Ever since I can remember, my Birthmark has made me a target. At primary school I was mercilessly bullied for it. Someone even asked my mum if she’d hit me over the head with an iron. My own brother nicknamed me ‘strawberry head’.
At secondary school, the comments about it were still there, only more secretive, more bitchy. I’d overhear nasty comments or hurtful rumours and pretend that they didn’t get to me, but as a teenager no one wants to hear this about them self:
“Which Jess are you inviting on Saturday?”
“The pretty one, the one without the thing on her head.”

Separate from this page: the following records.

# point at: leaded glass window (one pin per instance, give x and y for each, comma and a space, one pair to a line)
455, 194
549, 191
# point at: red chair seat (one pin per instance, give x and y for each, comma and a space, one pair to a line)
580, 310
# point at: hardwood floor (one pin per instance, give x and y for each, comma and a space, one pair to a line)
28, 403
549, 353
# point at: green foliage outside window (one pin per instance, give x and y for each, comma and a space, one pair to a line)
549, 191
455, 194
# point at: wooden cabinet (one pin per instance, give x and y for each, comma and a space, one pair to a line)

You’d think as I progressed into adulthood that these things wouldn’t happen, that people would learn to live and accept and simply shut up, but you’d be wrong. I can vividly remember working on a till at a supermarket aged 19 as a mother and her adult son listed all the different horrific accidents my Birthmark looked like it had happened in. My personal favourite is “it makes you look like you’ve gone through a car window head first.”
Another personal favourite from the yet another adult is “why don’t you go on that show Too Ugly For Love?” What a confidence boost that was!

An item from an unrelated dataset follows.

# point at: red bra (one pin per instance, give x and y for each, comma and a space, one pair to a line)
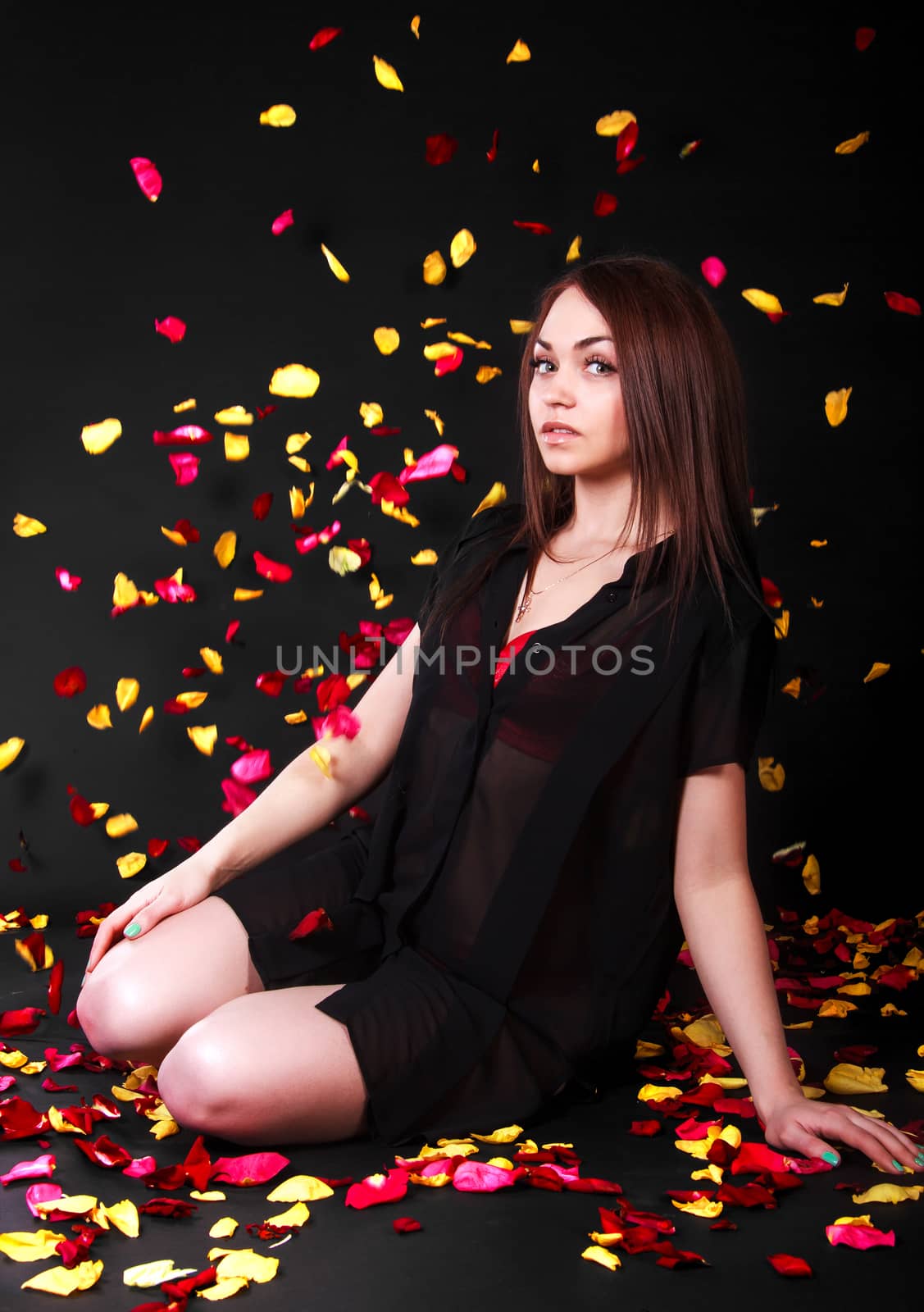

Yes, this Birthmark makes me a target. It’s something that people seem to think they have the right to comment on, to enquire about, to joke about. To them it’s something different, but to me it is the bane of my life that is slapped across my forehead shouting “say what you want, it’s not like she has feelings anyway!”
My birthmark controls me more than I would like it to. It’s like my own personal mood ring. If I’m upset or angry, it glows. If I’m embarrassed it flares, and if I’ve cried my Birthmark glares an angry red for hours after. There are no secrets allowed when you have an angry red mark on your forehead that screams out for attention.
Sometimes I forget it’s there. My partner tells me I’m beautiful, and I believe him. My friends comment about how nice I look and I simply take the compliment instead of questioning it. I’ve learnt how to be clever with makeup, to (mostly) conceal it. Sometimes, in certain lights, you could look at me and think I was normal.
But I’m not. My birthmark separates me from the rest. It’s my distinguishing mark. I could never be a spy. I could never go inconspicuous. I don’t ever really blend in anywhere I go.
As I’ve got older, I’m learning more and more to be okay with that. Maybe I wasn’t destined to blend in, to go unnoticed. Maybe this Birthmark is a reminder of that, and maybe instead of trying to conceal it, to hide it and hide away, I should be proud and break free. Maybe this Birthmark isn’t the curse I always been let to believed it is.